And he withdrew from them about a stone's throw, and knelt down and prayed, saying, “Father, if you are willing, remove this cup from me. Nevertheless, not my will, but yours, be done.” And there appeared to him an angel from heaven, strengthening him. And being in agony he prayed more earnestly; and his sweat became like great drops of blood falling down to the ground.
– Luke 22:41-44 (ESV)
Jesus said no one would take His life from Him. Rather, He would lay it down and then take it up again (John 10:18). We see this statement hold true in the Garden of Gethsemane.
On the night the Lord would be betrayed, He went to Gethsemane for two reasons: to pray and to wait. Jesus knew what was about to happen. He knew this was the night He would be arrested. He chose this place to wait because it was the place where the disciples customarily gathered (Luke 22:39). In other words, it was the place where Judas would know to look for Him.
El Greco’s The Agony in the Garden of Gethsemane gathers up the key vignettes from this part of Christ’s passion—the final moments before His arrest—and presents them in a single frame. This is one of the key functions of composition: to lead the viewer through a series of visual stops as the eye travels the canvas. Notice the path your gaze follows as you look at this painting.
First, you see Jesus, whose eyes are on an angel.

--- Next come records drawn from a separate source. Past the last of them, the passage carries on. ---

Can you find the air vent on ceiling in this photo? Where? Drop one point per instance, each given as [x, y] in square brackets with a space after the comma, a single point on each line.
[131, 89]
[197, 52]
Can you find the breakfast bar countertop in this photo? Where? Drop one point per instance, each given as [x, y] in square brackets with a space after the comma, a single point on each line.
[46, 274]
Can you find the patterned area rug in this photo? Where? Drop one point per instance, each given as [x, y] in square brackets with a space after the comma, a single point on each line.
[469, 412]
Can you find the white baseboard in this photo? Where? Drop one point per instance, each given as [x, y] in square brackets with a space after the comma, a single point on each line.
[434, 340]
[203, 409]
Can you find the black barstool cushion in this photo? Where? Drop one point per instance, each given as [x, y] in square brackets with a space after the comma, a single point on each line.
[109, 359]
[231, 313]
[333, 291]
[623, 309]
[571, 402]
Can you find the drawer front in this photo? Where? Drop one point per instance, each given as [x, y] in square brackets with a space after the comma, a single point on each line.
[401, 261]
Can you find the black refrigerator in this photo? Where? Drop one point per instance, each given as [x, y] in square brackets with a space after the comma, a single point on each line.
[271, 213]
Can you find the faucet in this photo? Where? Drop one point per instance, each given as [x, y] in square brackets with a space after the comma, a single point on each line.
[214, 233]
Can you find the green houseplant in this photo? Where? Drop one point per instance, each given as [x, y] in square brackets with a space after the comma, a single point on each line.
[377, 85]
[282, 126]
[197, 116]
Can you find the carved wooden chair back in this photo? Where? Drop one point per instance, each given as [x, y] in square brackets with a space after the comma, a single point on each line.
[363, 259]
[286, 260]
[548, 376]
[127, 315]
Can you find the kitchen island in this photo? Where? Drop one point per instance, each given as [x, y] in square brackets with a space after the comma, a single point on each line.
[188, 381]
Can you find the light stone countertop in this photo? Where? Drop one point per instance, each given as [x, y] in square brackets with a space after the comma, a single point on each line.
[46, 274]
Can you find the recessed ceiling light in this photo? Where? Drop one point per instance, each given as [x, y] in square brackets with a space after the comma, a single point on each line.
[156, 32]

The angel bears in his hand the cup Christ prayed could pass from Him, if possible (Matt. 26:39). It is the cup of suffering. Below the angel, the Lord’s closest friends—Peter, James, and John have surrendered their struggle to stay awake. Though Jesus has asked them to keep watch, they cannot. Then we see Judas in the distance, leading a band of men who have been sent to arrest Jesus.
No one took the Lord’s life from Him. What was happening there in Gethsemane was between Him and the Father more than it was between Him and His accusers. Jesus went to Gethsemane to set in motion the agony and arrest that would lead to our ultimate healing and freedom. He was there, awaiting arrest, to set us free.